Developer two is slightly less well off. It is 02:25 on Sunday morning, he or she is on her 20th cup of coffee with only the vaguest memory of the business requirements and a live Bengal tiger prowling in the office. (If this analogy seems too far-fetched, then you haven’t seen your MD undergoing the P1S1 transmogrification.)
I think it is fairly obvious that developer 2 is going to write more and worse bugs, right?
So here’s the reveal. Developers one and two are the same person – only their circumstances are different. (I have been both of those soldiers). The conclusion should be that we don’t allow you to write code at 02:00am on a Sunday morning but that is not how reality works. A more practical lesson to take from this is when you are developer one, write the code that helps developer two.
(This means, but is not exclusively – write clear code, write comments, write unit tests, write verbose, be nice.)
Analyzing Your Bugs Can Help Reduce Them
I used to assume that as I became more experienced, the number of bugs that I wrote would tail off pretty rapidly to near zero or that only the most esoteric circumstances would have to exist for me to still write bugs – but my reality didn’t match that expectation… so I started keeping a journal.
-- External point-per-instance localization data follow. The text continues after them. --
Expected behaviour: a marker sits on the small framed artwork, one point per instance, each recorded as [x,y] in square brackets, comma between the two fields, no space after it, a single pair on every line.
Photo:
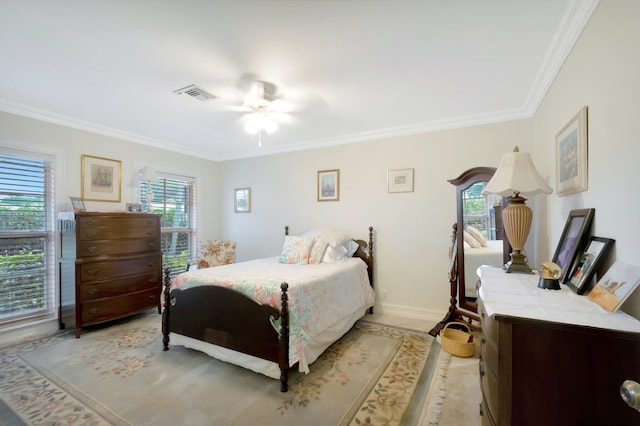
[101,179]
[615,286]
[572,156]
[329,185]
[242,200]
[587,264]
[572,240]
[400,180]
[78,204]
[134,207]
Whenever a bug was found in code that I had written or had a connection to, I went back to try and work out the root cause of that bug.
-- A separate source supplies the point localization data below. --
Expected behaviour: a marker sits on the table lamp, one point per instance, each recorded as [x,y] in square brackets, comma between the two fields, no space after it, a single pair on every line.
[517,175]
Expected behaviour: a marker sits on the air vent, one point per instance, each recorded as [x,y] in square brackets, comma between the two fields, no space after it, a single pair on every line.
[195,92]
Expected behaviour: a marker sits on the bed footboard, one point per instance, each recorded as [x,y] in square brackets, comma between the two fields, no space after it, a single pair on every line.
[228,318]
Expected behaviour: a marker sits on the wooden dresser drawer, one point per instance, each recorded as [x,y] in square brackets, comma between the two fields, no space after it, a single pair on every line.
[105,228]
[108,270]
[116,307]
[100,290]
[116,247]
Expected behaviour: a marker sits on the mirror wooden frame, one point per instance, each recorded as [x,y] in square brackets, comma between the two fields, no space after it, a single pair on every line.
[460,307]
I was pretty amazed by two things that I discovered:
- Broadly speaking, the more simple the function of code, the more likely it was to have bugs (pretty counter-intuitive)
- The most dangerous habit I had as a developer, responsible for by far the majority of my own personal bugs was one single keypress: CTRL+V.
Conclusions
So what we end up are some really pithy platitudes – but what else can you expect on a 45 minute path to enlightenment. They are:
- No matter how good you are, you are going to write bugs. Don’t be embarrassed, just do everything in your power to prevent them "getting out of the cage".
- You are going to be asked, pressured, cajoled and blackmailed into doing Duck-tape things that will reduce code quality and increase the likelihood of creating bugs. Your responsibility is to know when not to do them.
- The bugs you (or your team) write will tell you quite a lot about the software you (or your team) have written. Keep a bug journal and you will learn from them.